Kedua, Aspek Akuntansi
Dalam pengertian yang paling sederhana, akuntansi dapat dipahami sebagai kegiatan pencatatan kegiatan usaha bisnis, baik komersial ataupun bukan, untuk tujuan tertentu.[31] Berdasarkan tujuan dasar dan pola operasi sebuah entitas, akuntansi dapat dipilah menjadi dua, yaitu;[32] Pertama, akuntansi untuk organisasi yang bermotifkan mencari laba (profit oriented organization), ini biasanya diwakili oleh perusahaan-perusahaan komersial, baik yang bersifat menjual jasa, perdagangan, dan perusahaan manufaktur. Kedua, akuntansi untuk organisasi nirbala (non-profit oriented organizaation), ini diwakili oleh organisasi pemerintahan di segala tingkatan (pusat, propinsi, kabupaten, dan seterusnya), lembaga pendidikan, organisasi massa dan sosial kemasyarakatan, termasuk organisasi dan badan hukum yang banyak mengelola kekayaan wakaf. Oleh karena itu, aspek akuntansi ini sangat dibutuhkan dalam pengelolaan wakaf secara produktif sehingga apa yang menjadi tujuan dari pemberdayaan benda wakaf tersebut tercapai sesuai dengan yang diharapkan. Disamping itu, harus memperhatikan apa yang menjadi tuntutan akuntansi yang dipandang lebih mendekati dengan prinsip syariah baik dari aspek tujuan dan aspek metode tekniknya.
Ketiga, Aspek Auditing
Auditing dalam bahasa Indonesia biasanya diartikan sebagai pemeriksaan dan secara harfiah yaitu bahwa pihak tertentu melaporkan secara terbuka tugas atau amanah yang diberikan kepadanya, dan pihak yang memberi amanah mendengarkan. Jadi, ini merupakan manifestasi pertanggung jawaban pihak tertentu yang diberi tanggung jawab kepada pihak yang memberi amanah.[33]Dalam kontek lembaga wakaf secara umum dibentuk dan didirikan adalah mengelola sebuah atau sejumlah kekayaan wakaf, agar manfaat maksimalnya dapat dicapai untuk kesejahteraan umat umumnya, dan menolong mereka yang kurang mampu.[34] Dalam proses auditing harus tidak melanggar asas-asas syariah, walau sementara ini tujuan dan prosudur auditing secara konvensional dapat dipakai. Namun, disini diperlukan segera upaya untuk melakukan penyempurnaan agar bagian-bagian yang tidak islami dapat dikurangi.
   
3. Benda yang Diwakafkan dan Nazhir (pengelola wakaf).

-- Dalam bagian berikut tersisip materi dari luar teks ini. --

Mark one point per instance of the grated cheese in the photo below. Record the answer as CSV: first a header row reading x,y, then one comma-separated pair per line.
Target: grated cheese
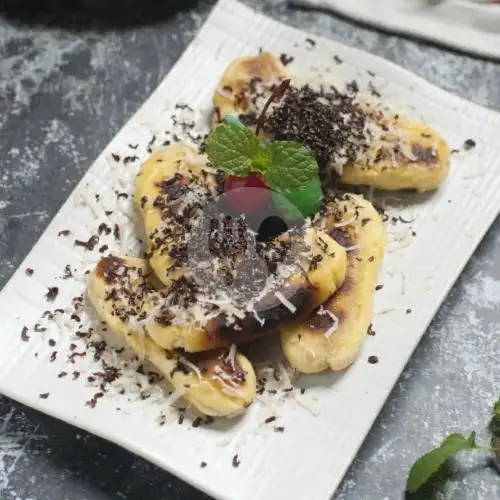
x,y
176,395
183,361
285,302
231,357
334,318
351,248
346,222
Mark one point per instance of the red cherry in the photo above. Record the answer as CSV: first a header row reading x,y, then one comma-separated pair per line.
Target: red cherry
x,y
246,194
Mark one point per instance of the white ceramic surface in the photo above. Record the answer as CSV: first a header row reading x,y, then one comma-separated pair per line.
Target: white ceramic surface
x,y
324,427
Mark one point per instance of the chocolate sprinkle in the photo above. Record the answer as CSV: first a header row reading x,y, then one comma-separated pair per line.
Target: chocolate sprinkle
x,y
24,334
90,244
469,144
52,293
331,124
286,59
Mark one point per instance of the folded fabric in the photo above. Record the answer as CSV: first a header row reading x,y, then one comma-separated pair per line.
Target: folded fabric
x,y
471,26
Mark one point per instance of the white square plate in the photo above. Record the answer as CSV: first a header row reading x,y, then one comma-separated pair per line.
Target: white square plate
x,y
323,427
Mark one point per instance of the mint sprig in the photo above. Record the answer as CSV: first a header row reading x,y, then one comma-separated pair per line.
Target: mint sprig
x,y
287,167
234,149
292,166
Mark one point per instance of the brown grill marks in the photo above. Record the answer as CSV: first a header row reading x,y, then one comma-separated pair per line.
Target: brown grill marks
x,y
271,311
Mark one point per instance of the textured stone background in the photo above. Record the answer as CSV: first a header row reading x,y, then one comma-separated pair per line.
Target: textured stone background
x,y
69,79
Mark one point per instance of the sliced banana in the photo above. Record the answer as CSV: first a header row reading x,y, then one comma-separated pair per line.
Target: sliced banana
x,y
299,295
404,155
411,156
179,164
231,96
330,338
216,383
176,174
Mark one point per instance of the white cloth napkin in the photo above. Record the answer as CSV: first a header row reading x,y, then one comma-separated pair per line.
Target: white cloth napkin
x,y
471,26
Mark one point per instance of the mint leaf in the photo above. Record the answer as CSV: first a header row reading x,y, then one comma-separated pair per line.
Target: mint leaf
x,y
494,428
429,464
300,202
292,166
232,148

Pada umumnya tanah yang diwakafkan umat Islam di Indonesia hanyalah cukup untuk membangun masjid atau mushalla, sehingga sulit untuk dikembangkan. Memang ada beberapa tanah wakaf yang cukup luas, tetapi nazhir tidak profesional. Di Indonesia masih sedikit orang yang mewakafkan harta selain tanah (benda tidak bergerak), padahal dalam fikih, harta yang boleh diwakafkan sangat beragam termasuk surat berharga dan  uang. Dalam perwakafan, salah satu unsur yang amat penting adalah nazhir. Berfungsi atau tidaknya wakaf sangat tergantung pada kemampuan nazhir. Di berbagai negara yang wakafnya dapat berkembang dan berfungsi untuk memberdayakan ekonomi umat, wakaf dikelola oleh nazhir yang profesional. Di Indonesia masih sedikit nazhir yang profesional, bahkan ada beberapa nazhir yang kurang memahami hukum wakaf, termasuk kurang memahami hak dan kewajibannya. Dengan demikian, wakaf yang diharapkan dapat memberi kesejahteraan pada umat, tetapi sebaliknya justru biaya pengelolaannya terus-menerus tergantung pada zakat, infaq dan shadaqah dari masyarakat. Di samping itu, dalam berbagai kasus ada sebagian nazhir yang kurang memegang amanah, seperti melakukan penyimpangan dalam pengelolaan, kurang melindungi harta wakaf, dan kecurangan-kecurangan lain, sehingga memungkinkan  wakaf  tersebut  berpindah tangan. Untuk mengatasi masalah ini, hendaknya calon wakif sebelum berwakaf memperhatikan lebih dahulu apa yang diperlukan masyarakat, dan dalam memilih nazhir sebaiknya mempertimbangkan kompetensinya.[35]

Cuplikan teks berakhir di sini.